当前位置: 首页 > 期刊 > 《核酸研究》 > 2004年第Da期 > 正文
编号:11371215
The Centre for Modeling Human Disease Gene Trap resource
http://www.100md.com 《核酸研究医学期刊》
     1 Centre for Modeling Human Disease, Samuel Lunenfeld Research Institute, Mount Sinai Hospital, Toronto, Canada, 2 Institute of Biomaterials and Biomedical Engineering, 3 Department of Medicine, 4 Department of Molecular and Medical Genetics and 5 Institute of Medical Science, University of Toronto, Canada

    *To whom correspondence should be addressed at Institute of Biomaterials and Biomedical Engineering, University of Toronto, 4 Taddle Creek Road, Room 407, Rosebrugh Building, Toronto, Ontario M5S 3G9, Canada. Tel: +1 416 946 8379; Fax: +1 416 978 4317; Email: william.stanford@utoronto.ca

    ABSTRACT

    Gene trap mutagenesis of mouse embryonic stem cells generates random loss-of-function mutations, which can be identified by a sequence tag and can often report the endogenous expression of the mutated gene. The Centre for Modeling Human Disease is performing expression- and sequence-based screens of gene trap insertions to generate new mouse mutations as a resource for the scientific community. The gene trap insertions are screened using multiplexed in vitro differentiation and induction assays, and sequence tags are generated to complement expression profiles. Researchers may search for insertions in genes expressed in target cell lineages, under specific in vitro conditions, or based upon sequence identity via an online searchable database (http://www.cmhd.ca/sub/genetrap.asp). The clones are available as a resource to researchers worldwide to help to functionally annotate the mammalian genome and will serve as a source to test candidate loci identified by phenotype-driven mutagenesis screens.

    INTRODUCTION

    The Centre for Modeling Human Disease (CMHD) represents a team of investigators in the greater Toronto area whose common goals are to generate mouse models of human disease and to contribute to the functional annotation of the mammalian genome. Our primary approaches are ethylnitrosourea (ENU)-induced mutagenesis of the mouse germline and gene trap vector-induced mutagenesis of embryonic stem (ES) cells (http://www.cmhd.ca/). Results from these mutagenesis approaches are organized within relational databases and are available to the research community via a user-friendly web interface.
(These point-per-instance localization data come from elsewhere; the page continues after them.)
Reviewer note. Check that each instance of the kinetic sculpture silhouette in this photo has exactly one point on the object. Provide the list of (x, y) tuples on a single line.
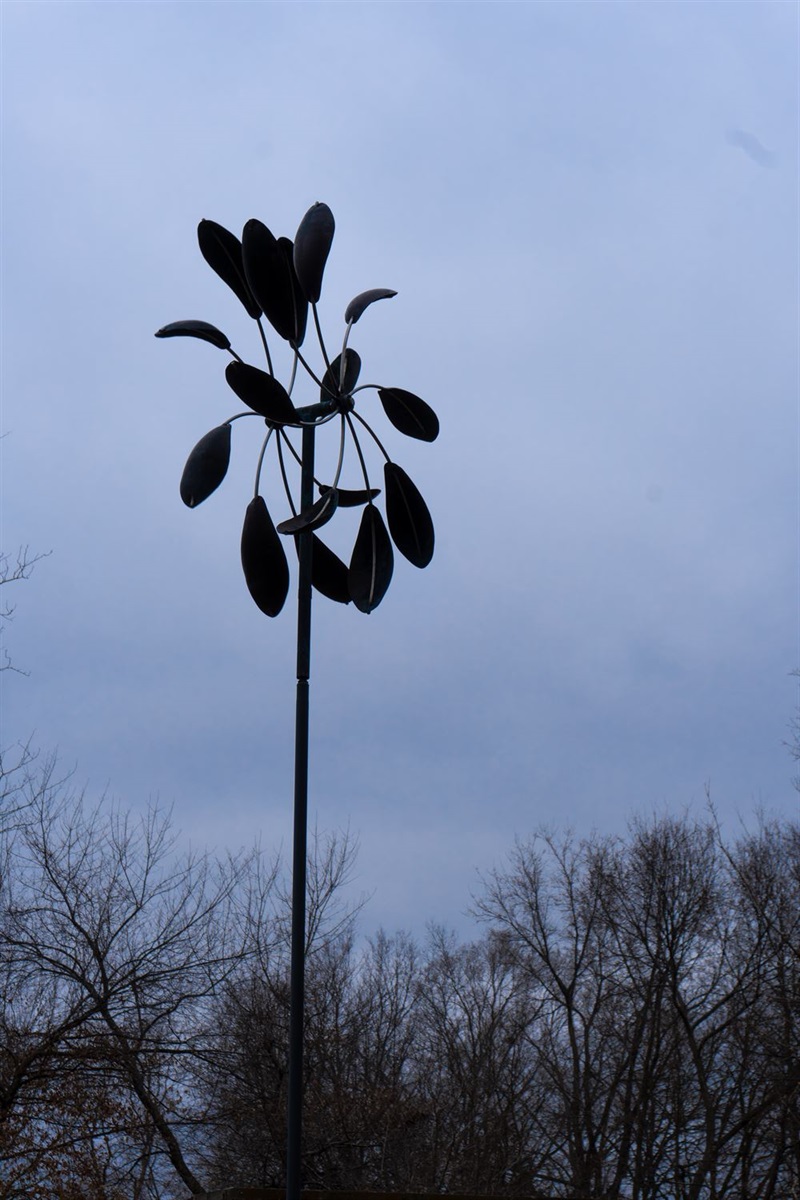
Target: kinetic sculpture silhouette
[(280, 280)]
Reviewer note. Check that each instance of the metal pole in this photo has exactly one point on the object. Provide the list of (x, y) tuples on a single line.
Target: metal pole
[(298, 982)]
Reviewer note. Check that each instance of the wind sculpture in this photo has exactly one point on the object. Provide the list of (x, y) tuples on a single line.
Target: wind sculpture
[(281, 280)]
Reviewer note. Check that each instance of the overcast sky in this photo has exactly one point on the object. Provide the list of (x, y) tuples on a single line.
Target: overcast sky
[(590, 215)]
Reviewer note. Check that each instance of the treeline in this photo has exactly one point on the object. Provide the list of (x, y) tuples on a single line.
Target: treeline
[(626, 1026)]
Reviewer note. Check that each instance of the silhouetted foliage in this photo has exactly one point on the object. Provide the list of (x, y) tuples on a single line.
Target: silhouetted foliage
[(626, 1026)]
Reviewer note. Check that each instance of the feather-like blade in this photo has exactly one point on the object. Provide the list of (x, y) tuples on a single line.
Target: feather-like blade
[(312, 246), (372, 562), (350, 498), (262, 393), (270, 277), (359, 304), (263, 559), (313, 517), (331, 377), (409, 414), (206, 466), (329, 574), (200, 329), (409, 520), (222, 251)]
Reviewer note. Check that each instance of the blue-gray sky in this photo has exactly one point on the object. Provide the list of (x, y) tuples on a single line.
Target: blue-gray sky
[(590, 215)]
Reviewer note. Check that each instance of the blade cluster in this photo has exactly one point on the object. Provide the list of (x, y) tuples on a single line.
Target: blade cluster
[(281, 280)]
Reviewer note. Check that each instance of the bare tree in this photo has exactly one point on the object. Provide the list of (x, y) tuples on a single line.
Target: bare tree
[(12, 570), (113, 945)]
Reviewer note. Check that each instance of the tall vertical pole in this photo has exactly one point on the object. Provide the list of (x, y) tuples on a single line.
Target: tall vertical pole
[(298, 982)]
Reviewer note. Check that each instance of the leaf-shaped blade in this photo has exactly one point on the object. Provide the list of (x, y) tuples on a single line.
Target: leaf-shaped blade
[(222, 251), (329, 574), (299, 303), (409, 414), (314, 517), (206, 466), (353, 499), (331, 377), (262, 393), (312, 245), (409, 521), (200, 329), (359, 304), (269, 277), (264, 559), (372, 562)]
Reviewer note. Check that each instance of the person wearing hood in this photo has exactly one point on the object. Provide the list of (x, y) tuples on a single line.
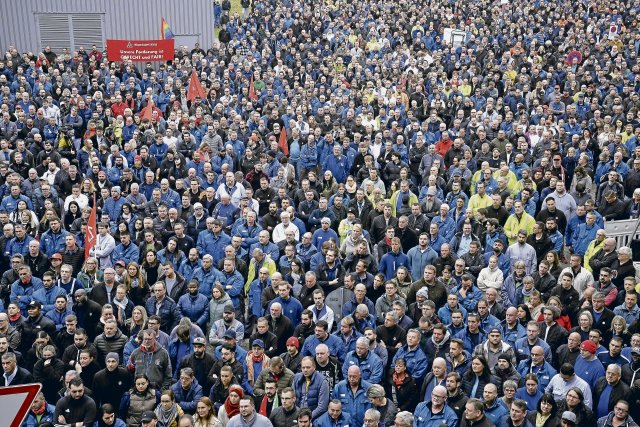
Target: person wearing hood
[(458, 359), (40, 412), (187, 391), (505, 370), (108, 417), (194, 305), (494, 347), (111, 383), (152, 360), (248, 416), (110, 341), (416, 360), (437, 377), (438, 344), (472, 335)]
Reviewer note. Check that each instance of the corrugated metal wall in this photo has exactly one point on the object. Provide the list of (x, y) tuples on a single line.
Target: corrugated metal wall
[(123, 19)]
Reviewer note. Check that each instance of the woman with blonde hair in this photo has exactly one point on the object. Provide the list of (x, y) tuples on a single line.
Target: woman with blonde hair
[(205, 415), (90, 273), (585, 322), (168, 411), (135, 280), (138, 320), (231, 406), (49, 214), (219, 299), (618, 329)]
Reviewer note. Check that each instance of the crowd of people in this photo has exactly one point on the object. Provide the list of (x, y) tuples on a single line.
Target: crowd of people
[(361, 223)]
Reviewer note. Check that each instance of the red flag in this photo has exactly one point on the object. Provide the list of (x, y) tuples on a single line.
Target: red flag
[(282, 142), (195, 88), (252, 92), (92, 231), (147, 112)]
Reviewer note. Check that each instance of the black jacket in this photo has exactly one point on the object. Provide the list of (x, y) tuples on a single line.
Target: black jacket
[(551, 421), (100, 294), (270, 343), (81, 410), (484, 422), (283, 329), (620, 391), (111, 386), (602, 259), (566, 355), (22, 377), (282, 418)]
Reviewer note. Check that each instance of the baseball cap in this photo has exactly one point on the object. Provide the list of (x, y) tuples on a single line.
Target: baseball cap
[(148, 416), (569, 416), (589, 346)]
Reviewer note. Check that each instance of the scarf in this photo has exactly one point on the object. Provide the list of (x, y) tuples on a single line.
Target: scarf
[(230, 408), (122, 305), (541, 419), (399, 380), (265, 402), (40, 411), (167, 417)]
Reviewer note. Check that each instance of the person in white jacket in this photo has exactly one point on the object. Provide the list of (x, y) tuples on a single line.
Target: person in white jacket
[(105, 244), (490, 276)]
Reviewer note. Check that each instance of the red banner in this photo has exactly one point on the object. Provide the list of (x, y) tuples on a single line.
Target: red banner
[(140, 50), (91, 235)]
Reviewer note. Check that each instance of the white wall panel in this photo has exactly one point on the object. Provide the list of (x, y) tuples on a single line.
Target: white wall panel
[(123, 19)]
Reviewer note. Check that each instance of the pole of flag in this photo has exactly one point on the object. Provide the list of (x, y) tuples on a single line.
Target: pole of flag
[(91, 235)]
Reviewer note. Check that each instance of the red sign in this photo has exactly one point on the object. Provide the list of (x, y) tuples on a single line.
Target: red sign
[(140, 50), (15, 403), (91, 236)]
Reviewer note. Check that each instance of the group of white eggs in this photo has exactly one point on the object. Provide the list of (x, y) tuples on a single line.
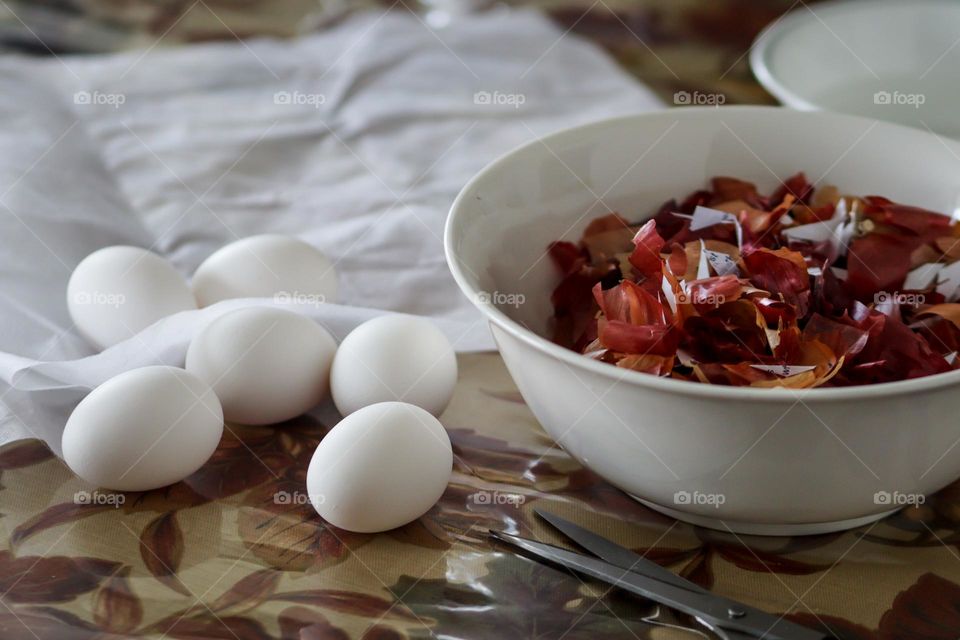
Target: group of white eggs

    Vectors used in the gene trapping approach contain a splice acceptor site immediately upstream of a promoterless reporter (1). Upon transcriptional activation of the endogenous cis-acting promoter and enhancer elements of the trapped gene, a fusion transcript is generated from the upstream coding sequence and the reporter gene, simultaneously mutating the trapped gene and reporting its expression pattern (explained in more detail, http://www.cmhd.ca/sub/genetrap/paradigm. htm). This fusion transcript also serves as a template for PCR-based gene detection strategies.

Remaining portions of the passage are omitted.